Editor’s Note: This is an occasional feature in the NTSA Advisor. It is drawn from The Source, a book that covers technical, compliance, administrative and marketing aspects of the 403(b) and 457(b) markets. More information about The Source is available here.
This is the first installment of a series of tips concerning establishing relationships with plan sponsors for elective deferral 403(b) programs. This week’s concerns establishing relationships with public school systems.
The final regulations impose new challenges to providers and financial services representatives attempting to establish a new or maintain an existing 403(b) payroll relationship as many 403(b) employers reduced the number of 403(b) product providers. As a result of reducing providers, employees may feel they are not being provided with ample choices. It is important for employers to offer a selection of annuity contracts and custodial mutual funds, as well as full service and reduced service options to accommodate the needs of every employee. As demand for a reasonable selection of choices continues it is likely that employers will be responsive to inquiries about products that may not be currently offered in the plan.
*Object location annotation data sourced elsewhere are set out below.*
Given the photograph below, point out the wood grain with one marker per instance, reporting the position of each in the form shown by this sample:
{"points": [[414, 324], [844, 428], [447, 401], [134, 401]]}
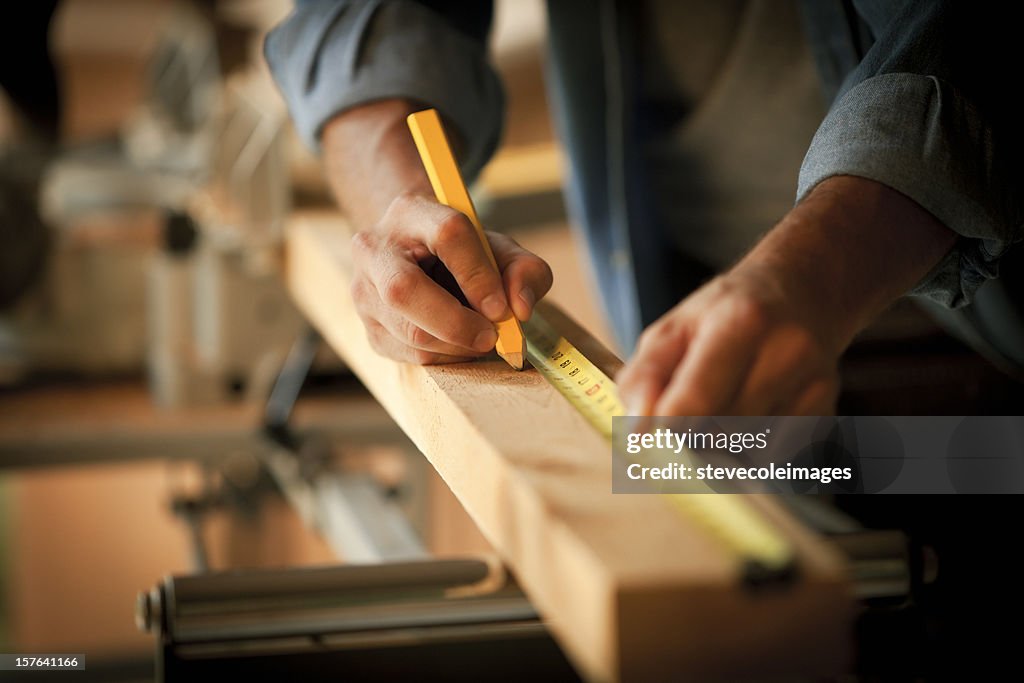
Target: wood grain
{"points": [[631, 590]]}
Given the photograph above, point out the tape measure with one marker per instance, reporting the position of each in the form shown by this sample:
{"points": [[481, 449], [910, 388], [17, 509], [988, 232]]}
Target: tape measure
{"points": [[764, 554]]}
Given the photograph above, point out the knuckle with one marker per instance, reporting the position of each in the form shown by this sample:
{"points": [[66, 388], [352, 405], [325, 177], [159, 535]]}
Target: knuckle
{"points": [[801, 343], [363, 244], [454, 229], [375, 334], [749, 313], [398, 288], [358, 291], [418, 336], [478, 279]]}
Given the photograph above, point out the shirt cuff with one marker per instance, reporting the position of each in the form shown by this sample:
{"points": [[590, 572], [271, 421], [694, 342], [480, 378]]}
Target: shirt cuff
{"points": [[920, 136], [329, 56]]}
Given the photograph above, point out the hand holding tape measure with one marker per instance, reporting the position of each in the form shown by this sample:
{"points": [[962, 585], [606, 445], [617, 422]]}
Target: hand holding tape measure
{"points": [[762, 553]]}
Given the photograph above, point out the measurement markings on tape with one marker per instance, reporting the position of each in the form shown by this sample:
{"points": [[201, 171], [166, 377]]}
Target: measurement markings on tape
{"points": [[764, 554]]}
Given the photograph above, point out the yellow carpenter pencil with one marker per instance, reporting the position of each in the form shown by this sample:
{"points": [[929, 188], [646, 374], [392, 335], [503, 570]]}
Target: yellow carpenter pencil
{"points": [[451, 190]]}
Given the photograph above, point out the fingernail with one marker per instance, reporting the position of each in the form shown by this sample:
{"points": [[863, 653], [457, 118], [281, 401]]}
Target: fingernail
{"points": [[495, 307], [527, 296], [485, 340]]}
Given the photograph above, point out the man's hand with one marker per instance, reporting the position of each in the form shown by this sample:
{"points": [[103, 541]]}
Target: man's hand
{"points": [[765, 337], [413, 257], [410, 266], [731, 348]]}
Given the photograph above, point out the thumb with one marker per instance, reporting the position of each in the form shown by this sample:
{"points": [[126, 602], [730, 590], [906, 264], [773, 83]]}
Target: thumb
{"points": [[525, 275]]}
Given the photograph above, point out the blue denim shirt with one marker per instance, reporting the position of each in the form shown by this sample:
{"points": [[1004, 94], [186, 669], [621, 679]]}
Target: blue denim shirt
{"points": [[920, 101]]}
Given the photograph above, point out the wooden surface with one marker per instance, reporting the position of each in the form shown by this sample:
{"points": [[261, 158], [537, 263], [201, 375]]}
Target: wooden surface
{"points": [[630, 589]]}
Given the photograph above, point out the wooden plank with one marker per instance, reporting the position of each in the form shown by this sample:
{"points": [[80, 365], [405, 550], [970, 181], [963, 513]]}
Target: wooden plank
{"points": [[631, 589]]}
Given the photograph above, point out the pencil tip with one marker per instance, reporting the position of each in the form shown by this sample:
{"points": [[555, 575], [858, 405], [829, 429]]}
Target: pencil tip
{"points": [[514, 359]]}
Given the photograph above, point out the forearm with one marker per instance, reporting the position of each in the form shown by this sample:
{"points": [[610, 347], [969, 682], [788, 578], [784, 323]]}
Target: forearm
{"points": [[846, 252], [370, 159]]}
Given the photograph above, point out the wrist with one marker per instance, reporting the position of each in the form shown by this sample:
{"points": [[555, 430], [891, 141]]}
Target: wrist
{"points": [[844, 254], [370, 160]]}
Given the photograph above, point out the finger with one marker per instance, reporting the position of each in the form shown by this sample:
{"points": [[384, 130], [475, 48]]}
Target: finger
{"points": [[818, 398], [526, 276], [785, 363], [659, 350], [453, 239], [717, 363], [389, 346], [404, 288], [416, 337]]}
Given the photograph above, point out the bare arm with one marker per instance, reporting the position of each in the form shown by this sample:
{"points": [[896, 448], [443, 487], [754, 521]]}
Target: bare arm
{"points": [[765, 337]]}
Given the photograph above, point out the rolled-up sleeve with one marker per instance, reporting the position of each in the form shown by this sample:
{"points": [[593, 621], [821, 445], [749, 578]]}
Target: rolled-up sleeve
{"points": [[924, 115], [331, 55]]}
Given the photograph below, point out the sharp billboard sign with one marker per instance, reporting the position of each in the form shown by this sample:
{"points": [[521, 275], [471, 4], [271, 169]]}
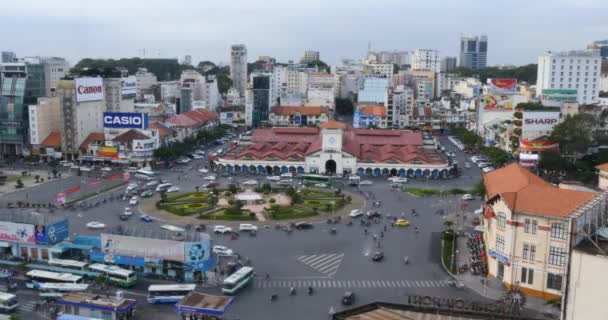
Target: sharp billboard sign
{"points": [[89, 89], [125, 120]]}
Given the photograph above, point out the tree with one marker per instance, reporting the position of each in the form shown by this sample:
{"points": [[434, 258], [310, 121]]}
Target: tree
{"points": [[574, 134]]}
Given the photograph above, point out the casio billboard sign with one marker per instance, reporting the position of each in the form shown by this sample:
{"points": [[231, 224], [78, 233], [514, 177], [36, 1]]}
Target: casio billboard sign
{"points": [[125, 120]]}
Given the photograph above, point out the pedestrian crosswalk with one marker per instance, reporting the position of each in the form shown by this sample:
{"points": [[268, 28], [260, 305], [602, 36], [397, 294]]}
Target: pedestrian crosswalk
{"points": [[325, 263], [352, 284]]}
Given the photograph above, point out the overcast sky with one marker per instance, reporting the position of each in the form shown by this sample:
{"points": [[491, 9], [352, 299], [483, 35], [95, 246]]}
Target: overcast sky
{"points": [[518, 30]]}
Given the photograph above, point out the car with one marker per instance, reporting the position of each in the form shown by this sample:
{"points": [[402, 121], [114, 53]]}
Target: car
{"points": [[348, 298], [467, 196], [173, 189], [222, 251], [378, 256], [222, 229], [303, 225], [355, 213], [247, 227], [146, 194], [95, 225], [402, 223], [133, 201]]}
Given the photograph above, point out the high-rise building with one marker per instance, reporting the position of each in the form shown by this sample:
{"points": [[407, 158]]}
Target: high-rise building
{"points": [[425, 59], [310, 56], [8, 57], [473, 52], [13, 112], [238, 68], [574, 70], [448, 64]]}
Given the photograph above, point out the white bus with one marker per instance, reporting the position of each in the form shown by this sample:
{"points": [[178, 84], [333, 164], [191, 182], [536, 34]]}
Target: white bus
{"points": [[168, 293], [119, 276], [237, 280], [8, 302], [37, 277]]}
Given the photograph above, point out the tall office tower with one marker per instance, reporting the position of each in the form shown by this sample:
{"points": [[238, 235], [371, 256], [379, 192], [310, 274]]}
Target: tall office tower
{"points": [[238, 68], [473, 52]]}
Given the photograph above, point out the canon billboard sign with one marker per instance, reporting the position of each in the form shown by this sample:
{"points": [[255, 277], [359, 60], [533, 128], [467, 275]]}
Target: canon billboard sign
{"points": [[539, 121], [89, 89]]}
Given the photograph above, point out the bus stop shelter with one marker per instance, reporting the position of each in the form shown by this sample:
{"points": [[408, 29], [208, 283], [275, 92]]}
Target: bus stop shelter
{"points": [[200, 306]]}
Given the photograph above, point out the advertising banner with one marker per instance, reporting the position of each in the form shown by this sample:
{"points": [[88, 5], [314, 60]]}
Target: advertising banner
{"points": [[108, 152], [539, 121], [493, 102], [89, 89], [129, 87], [143, 247], [122, 120], [17, 232], [53, 233], [143, 145]]}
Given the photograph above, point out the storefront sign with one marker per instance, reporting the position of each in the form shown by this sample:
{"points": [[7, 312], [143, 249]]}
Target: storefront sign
{"points": [[17, 232], [89, 89], [125, 120]]}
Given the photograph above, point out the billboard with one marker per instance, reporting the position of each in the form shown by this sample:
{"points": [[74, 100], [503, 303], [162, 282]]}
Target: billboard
{"points": [[129, 87], [89, 89], [121, 120], [53, 233], [539, 121], [555, 97], [503, 86], [143, 247], [108, 152], [494, 102], [17, 232]]}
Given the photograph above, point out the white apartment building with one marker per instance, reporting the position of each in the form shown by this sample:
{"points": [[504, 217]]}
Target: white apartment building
{"points": [[145, 81], [54, 69], [578, 70], [426, 59], [238, 68], [44, 118]]}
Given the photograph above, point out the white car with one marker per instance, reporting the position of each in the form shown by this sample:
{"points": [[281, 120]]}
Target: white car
{"points": [[222, 229], [95, 225], [133, 201], [467, 196], [173, 189], [247, 227], [355, 213], [222, 251]]}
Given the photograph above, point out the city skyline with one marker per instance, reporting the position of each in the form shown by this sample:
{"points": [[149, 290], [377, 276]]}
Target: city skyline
{"points": [[117, 29]]}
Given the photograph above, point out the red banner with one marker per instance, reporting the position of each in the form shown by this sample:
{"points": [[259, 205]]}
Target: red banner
{"points": [[72, 190]]}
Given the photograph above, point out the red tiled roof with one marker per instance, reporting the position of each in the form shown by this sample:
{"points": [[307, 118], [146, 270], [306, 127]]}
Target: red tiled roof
{"points": [[93, 136], [53, 140], [307, 111]]}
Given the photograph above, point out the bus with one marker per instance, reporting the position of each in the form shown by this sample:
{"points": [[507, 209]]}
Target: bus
{"points": [[37, 277], [237, 280], [121, 277], [168, 293], [8, 302]]}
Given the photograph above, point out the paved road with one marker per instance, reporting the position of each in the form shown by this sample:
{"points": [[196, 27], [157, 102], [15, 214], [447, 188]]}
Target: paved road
{"points": [[332, 263]]}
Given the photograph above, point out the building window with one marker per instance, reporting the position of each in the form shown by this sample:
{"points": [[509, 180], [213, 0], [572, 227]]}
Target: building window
{"points": [[500, 243], [557, 256], [554, 281], [502, 220], [527, 275]]}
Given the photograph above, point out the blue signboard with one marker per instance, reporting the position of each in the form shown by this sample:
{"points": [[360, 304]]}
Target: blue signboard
{"points": [[53, 233], [125, 120], [99, 256]]}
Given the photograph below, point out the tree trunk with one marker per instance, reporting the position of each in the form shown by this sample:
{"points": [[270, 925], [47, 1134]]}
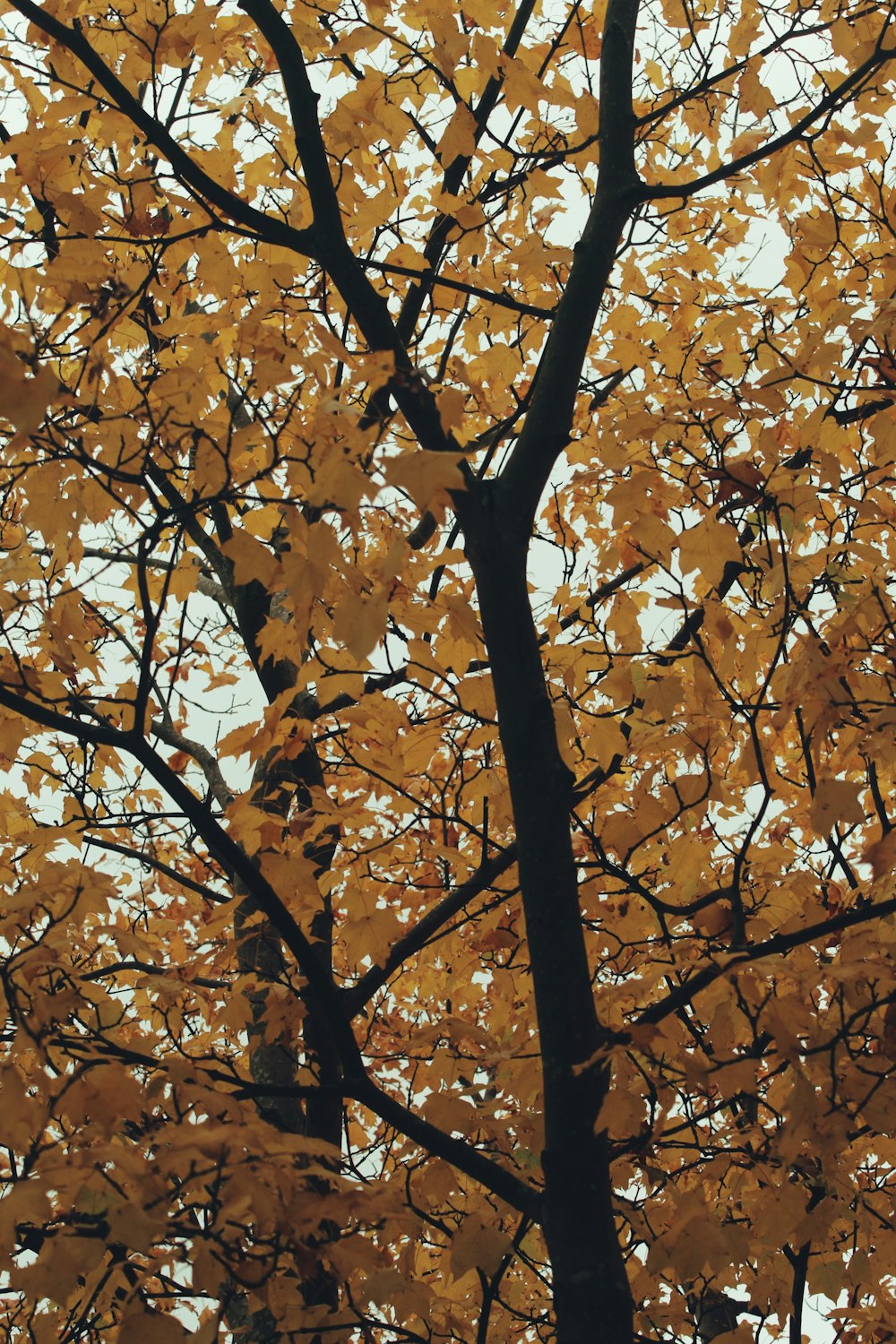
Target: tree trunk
{"points": [[590, 1287]]}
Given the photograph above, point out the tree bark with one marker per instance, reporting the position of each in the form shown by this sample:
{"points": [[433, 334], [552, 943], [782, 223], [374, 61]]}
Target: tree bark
{"points": [[590, 1285]]}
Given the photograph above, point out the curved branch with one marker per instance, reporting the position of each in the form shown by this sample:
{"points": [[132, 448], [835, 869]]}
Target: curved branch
{"points": [[74, 40]]}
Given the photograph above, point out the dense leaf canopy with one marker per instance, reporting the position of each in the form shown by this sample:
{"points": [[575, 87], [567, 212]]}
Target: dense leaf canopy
{"points": [[447, 542]]}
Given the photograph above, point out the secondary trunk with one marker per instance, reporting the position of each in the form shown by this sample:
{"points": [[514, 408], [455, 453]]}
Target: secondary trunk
{"points": [[590, 1287]]}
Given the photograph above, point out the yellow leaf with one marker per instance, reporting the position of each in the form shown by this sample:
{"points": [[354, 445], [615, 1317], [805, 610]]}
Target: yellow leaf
{"points": [[834, 803], [252, 559], [360, 621], [425, 475], [708, 547], [478, 1246]]}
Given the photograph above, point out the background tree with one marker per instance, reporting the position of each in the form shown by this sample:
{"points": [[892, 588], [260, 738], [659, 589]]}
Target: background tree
{"points": [[447, 669]]}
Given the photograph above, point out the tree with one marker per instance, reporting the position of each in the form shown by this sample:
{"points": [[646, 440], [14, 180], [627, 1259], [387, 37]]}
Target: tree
{"points": [[447, 671]]}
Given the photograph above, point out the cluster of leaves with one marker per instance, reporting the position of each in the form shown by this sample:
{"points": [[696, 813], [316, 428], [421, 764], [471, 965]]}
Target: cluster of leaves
{"points": [[276, 295]]}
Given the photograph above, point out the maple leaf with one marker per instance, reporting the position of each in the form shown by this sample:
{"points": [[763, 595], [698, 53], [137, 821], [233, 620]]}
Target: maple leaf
{"points": [[446, 839]]}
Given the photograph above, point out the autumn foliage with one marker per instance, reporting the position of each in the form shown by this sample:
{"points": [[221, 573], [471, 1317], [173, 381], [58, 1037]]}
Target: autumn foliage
{"points": [[447, 540]]}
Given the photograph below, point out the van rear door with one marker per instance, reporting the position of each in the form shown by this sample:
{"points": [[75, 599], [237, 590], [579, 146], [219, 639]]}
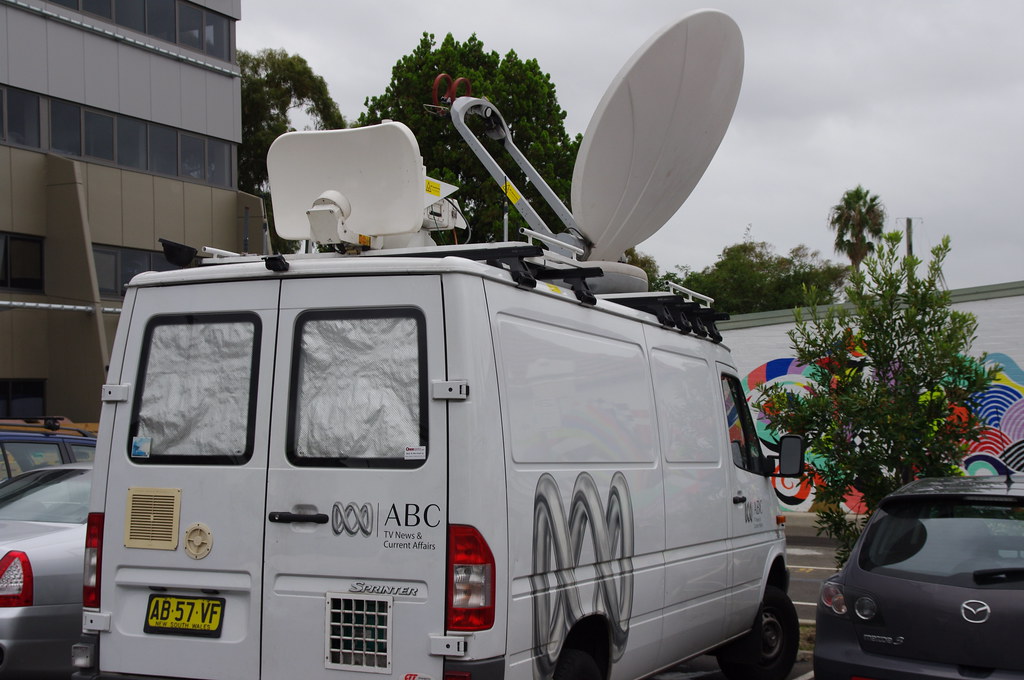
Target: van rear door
{"points": [[184, 502], [354, 557], [275, 499]]}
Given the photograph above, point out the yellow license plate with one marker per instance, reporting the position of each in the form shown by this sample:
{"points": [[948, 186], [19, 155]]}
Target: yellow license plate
{"points": [[171, 614]]}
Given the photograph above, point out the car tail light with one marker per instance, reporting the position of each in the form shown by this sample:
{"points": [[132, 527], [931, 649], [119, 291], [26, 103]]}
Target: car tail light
{"points": [[833, 597], [93, 559], [15, 580], [470, 581]]}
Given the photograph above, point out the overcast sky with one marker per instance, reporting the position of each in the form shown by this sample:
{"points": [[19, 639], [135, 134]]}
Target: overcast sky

When approaching employers for approval of a new product choice, it is important to know
which products are currently offered in the employer’s plan to ensure that the new products do not duplicate an option already available to participants. It will also be important to remind employers approving a new product and provider that the new provider must be added to the list of authorized product providers in the plan document since providers are required to be identified. Lastly, it is essential that you understand each employer’s approval process, which can vary greatly.
Public School Systems
Approval requirements vary greatly by state and district. There are a few states (including California, Massachusetts, Ohio, Texas and Washington) where state legislation requires that school districts accept all product providers who are properly entered to do business in that state and who will sign a Hold Harmless or Service Provider Agreement. In certain states (such as California and Texas), the provider must take the additional step of being listed on a state registry which is administered by the applicable state retirement system. If your providers are not approved, you should gather the information on the process to obtain that approval. The process may include:
- Completion of a questionnaire or a Request for Proposals (RFP). RFPs are a growing trend in larger public schools. Some RFPs are seeking the lowest cost products or investment options, as opposed to products which are priced for individual servicing. The product provider(s) should complete the questionnaire by providing as much of the information requested about the provider specifically. For example, a growing number of employers are using questionnaires and RFPs to request assurance that the provider(s) will supply compliance support and the sharing of information because of final 403(b) regulations.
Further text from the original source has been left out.